Citing a need for more revenue to fix roads and bridges, the Hennepin County Board today approved a $10 annual wheelage tax for each vehicle in the county.
Hennepin County estimates that by charging the $10 tax onto the roughly 885,000 eligible Hennepin County vehicles, the wheelage fee would generate $8.7 million annually.
The tax, authored by Commissioner Peter McLaughlin, was passed on a four to three vote. Commissioners McLaughlin, Gail Dorfman, Jan Callison and Linda Higgins voted in favor. Commissioners Jeff Johnson, Randy Johnson and Mike Opat voted against the tax.
McLaughlin (4th District) said the money would go toward paying down debt on previous road projects, improving street surfacing, painting traffic signals and synchronizing 69 intersections, among other improvements.
“I think this is a user fee that will provide property tax reduction and significant upgrades of our system so we can get it up to a quality level that we have set for ourselves,” McLaughlin said.
Commissioner Jeff Johnson (7th District) said the county has shifted money away from road projects over the years and instead is spending money on bicycle infrastructure, transit, sidewalks, LED lights to decorate the Lowry Avenue Bridge and other projects.
“It’s not that we don’t have enough money it’s that we’re choosing to spend it elsewhere and I believe that finding somewhere near $9 million in a $1.8 billion budget to keep our roads safe and efficient and modern is really not a difficult task,” Johnson said.
Opat (1st District) said if the County Board wants more money for roads, it should find other ways to generate revenue, such as dipping into contingency or property taxes.
“There is no doubt that this fee, this tax, is regressive beyond any other tax this board has ever considered,” Opat said. “It’s flat and the poor pay more.”
According to Hennepin County budget documents, the county is responsible for 2,200 lane miles, 146 bridges and 784 traffic signals. The county’s transportation budget in 2013 is $36.1 million, with $20.4 million going towards roads and bridges.

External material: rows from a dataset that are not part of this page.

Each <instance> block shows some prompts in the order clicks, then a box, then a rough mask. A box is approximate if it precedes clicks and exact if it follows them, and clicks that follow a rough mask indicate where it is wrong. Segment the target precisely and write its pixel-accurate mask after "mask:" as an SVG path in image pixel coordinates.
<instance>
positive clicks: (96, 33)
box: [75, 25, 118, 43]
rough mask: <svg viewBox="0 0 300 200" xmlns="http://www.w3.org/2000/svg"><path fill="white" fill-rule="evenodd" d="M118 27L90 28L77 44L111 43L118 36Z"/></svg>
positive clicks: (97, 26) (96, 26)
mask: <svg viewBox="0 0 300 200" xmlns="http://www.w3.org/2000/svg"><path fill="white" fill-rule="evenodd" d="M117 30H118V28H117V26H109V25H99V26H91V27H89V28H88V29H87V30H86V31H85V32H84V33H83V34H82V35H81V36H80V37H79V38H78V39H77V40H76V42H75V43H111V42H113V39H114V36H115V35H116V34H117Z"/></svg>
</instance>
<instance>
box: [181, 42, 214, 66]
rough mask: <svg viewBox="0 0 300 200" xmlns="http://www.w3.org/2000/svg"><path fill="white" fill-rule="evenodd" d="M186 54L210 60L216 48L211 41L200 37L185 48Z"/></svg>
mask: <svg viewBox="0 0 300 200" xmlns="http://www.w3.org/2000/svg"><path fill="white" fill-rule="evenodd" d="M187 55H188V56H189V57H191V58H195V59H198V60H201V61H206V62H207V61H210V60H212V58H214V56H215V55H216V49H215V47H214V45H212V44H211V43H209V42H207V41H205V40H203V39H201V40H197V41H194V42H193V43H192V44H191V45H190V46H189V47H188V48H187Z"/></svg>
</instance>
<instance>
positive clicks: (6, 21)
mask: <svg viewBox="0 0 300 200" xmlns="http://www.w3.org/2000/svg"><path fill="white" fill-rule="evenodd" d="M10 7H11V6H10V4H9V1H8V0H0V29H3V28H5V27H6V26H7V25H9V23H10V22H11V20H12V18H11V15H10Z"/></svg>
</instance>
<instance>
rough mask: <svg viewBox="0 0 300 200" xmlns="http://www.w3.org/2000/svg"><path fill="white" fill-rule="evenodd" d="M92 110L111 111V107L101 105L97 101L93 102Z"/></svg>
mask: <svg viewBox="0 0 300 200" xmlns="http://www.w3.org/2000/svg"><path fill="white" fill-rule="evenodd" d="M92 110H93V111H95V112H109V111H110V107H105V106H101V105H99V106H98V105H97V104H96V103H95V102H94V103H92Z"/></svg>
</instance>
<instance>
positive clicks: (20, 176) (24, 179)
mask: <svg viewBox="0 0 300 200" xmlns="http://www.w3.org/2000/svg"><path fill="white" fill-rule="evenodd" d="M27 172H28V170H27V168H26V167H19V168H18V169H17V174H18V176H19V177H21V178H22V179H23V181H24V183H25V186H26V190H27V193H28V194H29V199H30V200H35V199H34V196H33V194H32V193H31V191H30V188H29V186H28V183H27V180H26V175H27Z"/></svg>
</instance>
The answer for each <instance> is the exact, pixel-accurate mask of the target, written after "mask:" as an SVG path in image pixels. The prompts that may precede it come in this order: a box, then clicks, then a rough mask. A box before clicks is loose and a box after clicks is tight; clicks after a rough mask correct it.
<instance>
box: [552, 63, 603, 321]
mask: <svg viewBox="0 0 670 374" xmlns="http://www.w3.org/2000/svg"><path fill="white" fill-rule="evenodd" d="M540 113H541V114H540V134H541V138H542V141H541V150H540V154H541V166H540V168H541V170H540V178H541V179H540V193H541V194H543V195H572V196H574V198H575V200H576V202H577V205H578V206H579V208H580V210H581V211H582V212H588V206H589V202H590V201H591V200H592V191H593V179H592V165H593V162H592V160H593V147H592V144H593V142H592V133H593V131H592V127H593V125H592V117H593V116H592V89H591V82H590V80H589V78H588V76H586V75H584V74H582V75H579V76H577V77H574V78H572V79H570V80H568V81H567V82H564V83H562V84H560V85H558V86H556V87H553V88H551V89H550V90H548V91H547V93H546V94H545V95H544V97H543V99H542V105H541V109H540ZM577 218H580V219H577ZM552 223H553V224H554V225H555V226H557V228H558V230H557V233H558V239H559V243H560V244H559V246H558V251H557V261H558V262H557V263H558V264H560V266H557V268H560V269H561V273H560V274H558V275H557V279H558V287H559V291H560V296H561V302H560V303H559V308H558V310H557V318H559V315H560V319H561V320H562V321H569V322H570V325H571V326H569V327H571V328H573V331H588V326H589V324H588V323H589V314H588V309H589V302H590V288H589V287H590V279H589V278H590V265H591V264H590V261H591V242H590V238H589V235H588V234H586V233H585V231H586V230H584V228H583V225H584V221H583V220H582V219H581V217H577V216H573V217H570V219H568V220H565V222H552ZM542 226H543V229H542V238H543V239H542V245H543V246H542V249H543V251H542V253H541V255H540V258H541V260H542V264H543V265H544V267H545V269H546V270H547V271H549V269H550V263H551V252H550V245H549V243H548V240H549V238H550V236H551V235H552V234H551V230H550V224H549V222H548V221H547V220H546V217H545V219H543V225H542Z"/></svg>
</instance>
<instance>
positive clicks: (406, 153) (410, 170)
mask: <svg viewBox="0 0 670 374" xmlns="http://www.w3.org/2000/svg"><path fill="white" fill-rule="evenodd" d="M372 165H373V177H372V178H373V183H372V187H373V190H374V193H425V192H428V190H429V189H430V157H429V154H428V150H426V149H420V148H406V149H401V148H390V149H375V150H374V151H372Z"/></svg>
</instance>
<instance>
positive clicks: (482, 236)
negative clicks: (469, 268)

The Minnesota Legislature authorized metro counties to levy a $5 wheel tax back in 1971. Anoka, Dakota and Washington counties began collecting the $5 tax in 2007 and 2008.
In 2013, the Legislature voted to increase the possible wheelage tax to $10 per vehicle. The bill also would allow for a $20 wheelage tax starting in 2018, but the Count Board would have to authorize that increase.
Motorcycles and mopeds are excluded from the tax.